La psychopraticienne assume la responsabilité de ses choix méthodologiques et techniques dans le cadre de sa pratique.
Elle exerce dans le respect :
de la législation en vigueur
des règles relatives au secret professionnel
de la sécurité physique et psychique des personnes
Elle demeure indépendante dans ses décisions professionnelles
1 – Cadre d’exercice.
La psychopraticienne définit un cadre clair comprenant :
la durée et la fréquence des séances
le montant des honoraires
les modalités d’annulation
les règles de confidentialité
Elle veille à maintenir une séparation claire entre sa vie privée et son activité professionnelle.
2 – Confidentialité.
La psychopraticienne est tenue au secret professionnel concernant tout ce qui est confié dans le cadre des séances.
Elle prend toutes les précautions nécessaires pour garantir :
la protection des données,
l’anonymat,
la discrétion des échanges.
Toute transmission d’information à un tiers ne peut se faire qu’avec l’accord explicite de la personne concernée, sauf obligation légale.
3 – Sécurité et non-violence
La psychopraticienne veille à ce que sa pratique :
respecte l’intégrité physique et morale des personnes,
exclue toute forme de violence,
ne mette jamais en danger la personne accompagnée ou un tiers.
4 –Abstinence de relation sexuelle
Toute relation intime ou sexuelle avec une personne accompagnée est strictement interdite.
Cette règle vise à préserver la sécurité psychique et la clarté du cadre thérapeutique.

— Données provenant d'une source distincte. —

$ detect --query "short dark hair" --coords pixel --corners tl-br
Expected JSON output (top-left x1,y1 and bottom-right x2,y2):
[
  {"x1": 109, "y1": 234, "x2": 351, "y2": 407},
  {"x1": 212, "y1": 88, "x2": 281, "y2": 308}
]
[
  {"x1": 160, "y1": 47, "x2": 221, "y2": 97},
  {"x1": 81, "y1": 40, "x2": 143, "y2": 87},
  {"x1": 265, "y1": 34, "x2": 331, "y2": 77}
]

5 –Relation avec les autres professionnels
La psychopraticienne reconnaît la complémentarité des métiers de la santé et de l’accompagnement.
Elle :
n’établit pas de diagnostic médical
n’interrompt ni ne modifie un traitement médical
invite, si nécessaire, la personne à consulter un professionnel de santé
Elle collabore dans le respect des compétences de chacun
6 –Orientation et limite de compétence
Lorsque la demande dépasse son champ de compétence (troubles psychiatriques sévères, situations d’urgence, dépendances lourdes, etc.), la psychopraticienne oriente vers des professionnels qualifiés (médecins, psychiatres, psychologues, services spécialisés).
7-Conflit d’intérêts:
La psychopraticienne :
n’accompagne pas des proches ou des personnes avec lesquelles elle entretient un lien personnel étroit
évite les situations de double relation
se récuse en cas de conflit d’intérêts
8 –Communication et information du public:
Toute communication (site internet, réseaux sociaux, supports écrits) doit être :
honnête,
mesurée,
sans promesse de résultat,
respectueuse de la dignité des personnes.

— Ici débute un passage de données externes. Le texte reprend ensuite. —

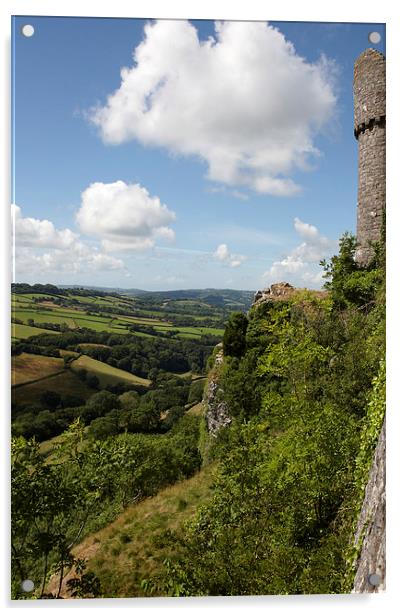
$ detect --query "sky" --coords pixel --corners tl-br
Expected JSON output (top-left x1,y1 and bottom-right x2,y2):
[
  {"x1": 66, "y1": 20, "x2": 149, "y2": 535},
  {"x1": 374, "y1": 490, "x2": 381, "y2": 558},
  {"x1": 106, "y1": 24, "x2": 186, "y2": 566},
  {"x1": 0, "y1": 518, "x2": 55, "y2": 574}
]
[{"x1": 12, "y1": 16, "x2": 385, "y2": 290}]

La psychopraticienne ne peut utiliser les témoignages de personnes accompagnées sans leur accord explicite.
9 –Honoraires:
Les honoraires sont fixés avec clarté et communiqués dès les premiers échanges.

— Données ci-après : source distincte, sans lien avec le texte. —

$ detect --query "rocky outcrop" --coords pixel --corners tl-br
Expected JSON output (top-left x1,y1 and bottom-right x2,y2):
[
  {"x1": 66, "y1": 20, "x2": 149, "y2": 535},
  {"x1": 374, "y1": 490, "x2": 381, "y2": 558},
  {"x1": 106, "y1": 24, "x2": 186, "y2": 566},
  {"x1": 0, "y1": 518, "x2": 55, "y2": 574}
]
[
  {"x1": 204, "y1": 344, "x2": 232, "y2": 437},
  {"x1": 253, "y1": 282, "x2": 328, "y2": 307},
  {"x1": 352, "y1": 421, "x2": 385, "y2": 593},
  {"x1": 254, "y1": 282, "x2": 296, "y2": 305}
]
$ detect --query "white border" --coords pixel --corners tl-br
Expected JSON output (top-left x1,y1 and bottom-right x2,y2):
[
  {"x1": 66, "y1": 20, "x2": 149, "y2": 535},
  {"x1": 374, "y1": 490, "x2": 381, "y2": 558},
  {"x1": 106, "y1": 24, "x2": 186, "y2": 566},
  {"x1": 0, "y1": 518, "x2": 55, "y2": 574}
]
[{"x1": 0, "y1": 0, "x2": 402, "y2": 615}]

La psychopraticienne s’assure que la personne est informée et en accord avec les modalités financières.
lll Engagement professionnel :
La psychopraticienne s’engage à :
exercer avec conscience et humanité
maintenir un questionnement éthique permanent
actualiser ses connaissances
accepter la supervision
respecter et faire respecter le présent code de déontologie.
Ce code peut être remis à toute personne qui en fait la demande.